Assume $f(\vec x)$, which is Lipschitz continuous, has two local optima $\vec x_1^*$ and $\vec x_2^*$( $\vec x_1^*$ is the global minimum). We start the gradient-descent algorithm from $\vec x_0$ and $\left \|\vec x_0 - \vec x_1^* \right \| \leq \left \|\vec x_0 - \vec x_2^* \right \|$. Additionally, we know between $\vec x_0$ and $\vec x_1^*$, $f(\vec x)$ is convex, but between $x_1^*$ and $x_2^*$, $f(\vec x)$ is not convex.
Can we say initialized at $\vec x_0$ using gradient-descent algorithm and it always converge to $\vec x_1^*$ rather than $\vec x_2^*$? Is there any THM to support this? Is there any other way to do this?

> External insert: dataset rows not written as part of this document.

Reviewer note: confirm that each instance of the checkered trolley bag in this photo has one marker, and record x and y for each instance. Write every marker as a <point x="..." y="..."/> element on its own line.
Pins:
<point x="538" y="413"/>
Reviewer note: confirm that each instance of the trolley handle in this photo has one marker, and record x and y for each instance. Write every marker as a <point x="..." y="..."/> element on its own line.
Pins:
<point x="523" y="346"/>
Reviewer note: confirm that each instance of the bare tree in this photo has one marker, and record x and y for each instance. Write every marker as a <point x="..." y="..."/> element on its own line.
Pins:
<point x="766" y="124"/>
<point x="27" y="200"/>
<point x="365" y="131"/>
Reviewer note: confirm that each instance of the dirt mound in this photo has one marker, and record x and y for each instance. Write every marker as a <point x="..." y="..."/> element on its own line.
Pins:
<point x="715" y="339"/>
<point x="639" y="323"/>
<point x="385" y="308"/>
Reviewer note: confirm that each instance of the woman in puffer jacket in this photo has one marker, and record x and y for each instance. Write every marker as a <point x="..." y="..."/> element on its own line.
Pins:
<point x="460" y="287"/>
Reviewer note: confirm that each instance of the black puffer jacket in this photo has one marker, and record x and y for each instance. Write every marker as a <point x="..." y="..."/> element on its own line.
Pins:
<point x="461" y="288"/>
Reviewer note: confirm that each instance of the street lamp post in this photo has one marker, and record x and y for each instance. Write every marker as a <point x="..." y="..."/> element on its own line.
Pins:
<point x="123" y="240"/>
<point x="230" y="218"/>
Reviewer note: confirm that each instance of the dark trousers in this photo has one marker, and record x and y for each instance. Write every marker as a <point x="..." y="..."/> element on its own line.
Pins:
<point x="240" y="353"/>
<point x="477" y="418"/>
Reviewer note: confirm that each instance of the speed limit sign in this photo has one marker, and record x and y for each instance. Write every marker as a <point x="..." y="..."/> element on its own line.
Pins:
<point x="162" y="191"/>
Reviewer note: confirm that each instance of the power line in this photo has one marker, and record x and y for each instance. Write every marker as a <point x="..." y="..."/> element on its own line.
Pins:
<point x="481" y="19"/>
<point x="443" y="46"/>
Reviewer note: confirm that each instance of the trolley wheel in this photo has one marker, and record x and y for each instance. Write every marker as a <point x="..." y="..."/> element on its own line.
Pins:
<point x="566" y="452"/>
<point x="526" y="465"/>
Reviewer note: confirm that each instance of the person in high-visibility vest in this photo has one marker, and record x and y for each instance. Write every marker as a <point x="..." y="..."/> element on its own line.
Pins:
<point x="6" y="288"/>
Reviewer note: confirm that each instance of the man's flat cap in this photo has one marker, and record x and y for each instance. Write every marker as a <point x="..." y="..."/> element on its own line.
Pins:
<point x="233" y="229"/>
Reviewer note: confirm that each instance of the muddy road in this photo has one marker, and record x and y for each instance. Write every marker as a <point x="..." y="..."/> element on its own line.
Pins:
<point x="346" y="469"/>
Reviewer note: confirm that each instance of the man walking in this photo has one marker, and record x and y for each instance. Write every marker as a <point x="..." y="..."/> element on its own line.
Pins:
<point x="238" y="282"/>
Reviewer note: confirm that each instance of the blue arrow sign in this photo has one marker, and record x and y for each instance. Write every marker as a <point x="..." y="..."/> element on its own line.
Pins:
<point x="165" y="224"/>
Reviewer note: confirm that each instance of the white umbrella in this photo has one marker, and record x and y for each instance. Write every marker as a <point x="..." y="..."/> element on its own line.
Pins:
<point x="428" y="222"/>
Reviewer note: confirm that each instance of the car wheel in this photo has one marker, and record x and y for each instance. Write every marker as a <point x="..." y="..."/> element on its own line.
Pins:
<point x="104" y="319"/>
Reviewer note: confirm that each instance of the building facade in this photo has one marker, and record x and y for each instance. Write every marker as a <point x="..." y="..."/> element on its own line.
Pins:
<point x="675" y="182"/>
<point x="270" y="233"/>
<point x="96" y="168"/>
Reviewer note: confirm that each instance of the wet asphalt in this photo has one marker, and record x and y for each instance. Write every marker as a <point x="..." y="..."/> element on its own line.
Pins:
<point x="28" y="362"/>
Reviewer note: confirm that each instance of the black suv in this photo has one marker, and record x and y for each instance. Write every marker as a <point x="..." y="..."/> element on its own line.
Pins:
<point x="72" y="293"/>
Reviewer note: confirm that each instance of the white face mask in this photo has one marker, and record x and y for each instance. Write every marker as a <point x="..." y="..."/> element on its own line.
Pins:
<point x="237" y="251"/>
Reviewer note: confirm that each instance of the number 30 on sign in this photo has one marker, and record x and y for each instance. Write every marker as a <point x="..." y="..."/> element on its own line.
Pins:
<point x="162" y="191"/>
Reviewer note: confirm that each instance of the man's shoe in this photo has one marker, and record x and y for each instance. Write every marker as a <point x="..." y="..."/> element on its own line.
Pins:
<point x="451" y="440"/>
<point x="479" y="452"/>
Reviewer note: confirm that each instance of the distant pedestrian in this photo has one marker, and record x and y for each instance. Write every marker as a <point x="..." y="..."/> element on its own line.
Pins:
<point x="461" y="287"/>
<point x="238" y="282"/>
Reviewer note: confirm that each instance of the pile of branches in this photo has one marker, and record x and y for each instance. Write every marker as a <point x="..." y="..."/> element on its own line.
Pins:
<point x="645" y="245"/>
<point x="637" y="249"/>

No, there is no guarantee that you will converge to $x_1$. This also depends on the choice of your step size. Let us recall that the gradient descent algorithm is defined by $$ \vec x^{k+1} = \vec x^k -\gamma_k \nabla f(\vec x^k)$$ where $\gamma_k$ is the step size. First let us show that if you choose a constant step size then you can always find a counter example. So suppose $\gamma_k = \gamma$ for every $k$. Now consider the function $$f(x)= \left\{ \begin{array}{ll} \frac{2}{\gamma}x^2 & \text{if }x \leq 1\\ \frac{2}{\gamma} &\text{else } \end{array}\right. \quad \text{ then }\quad f'(x)= \left\{ \begin{array}{ll} \frac{4}{\gamma}x & \text{if }x \leq 1 \\ 0 &\text{else } \end{array}\right.$$ and the points $x_0=-\frac{2}{3} ,x_1=0, x_2 = 2$ (so that $|x_0-x_1| < |x_0-x_2|$). In particular the first step of the Gradient descent would be $$ x_0-\gamma f'(x_0) = -\frac{2}{3} + \frac{4}{\gamma}\gamma \frac{2}{3} = 2 = x_2. $$ And it will get stuck on $x_2$ since $f'(x_2)=0$ so the next step would be $x_2 -\gamma f'(x_2) = x_2$, and so on. In the picture below you can find the plot of $f$ for $\gamma = 2$.
Note: Very complete informations about the Gradient Descent algorithm (and its "applications limit") can be found in the book Convex Optimization by S. Boyd and L. Vandenberghe.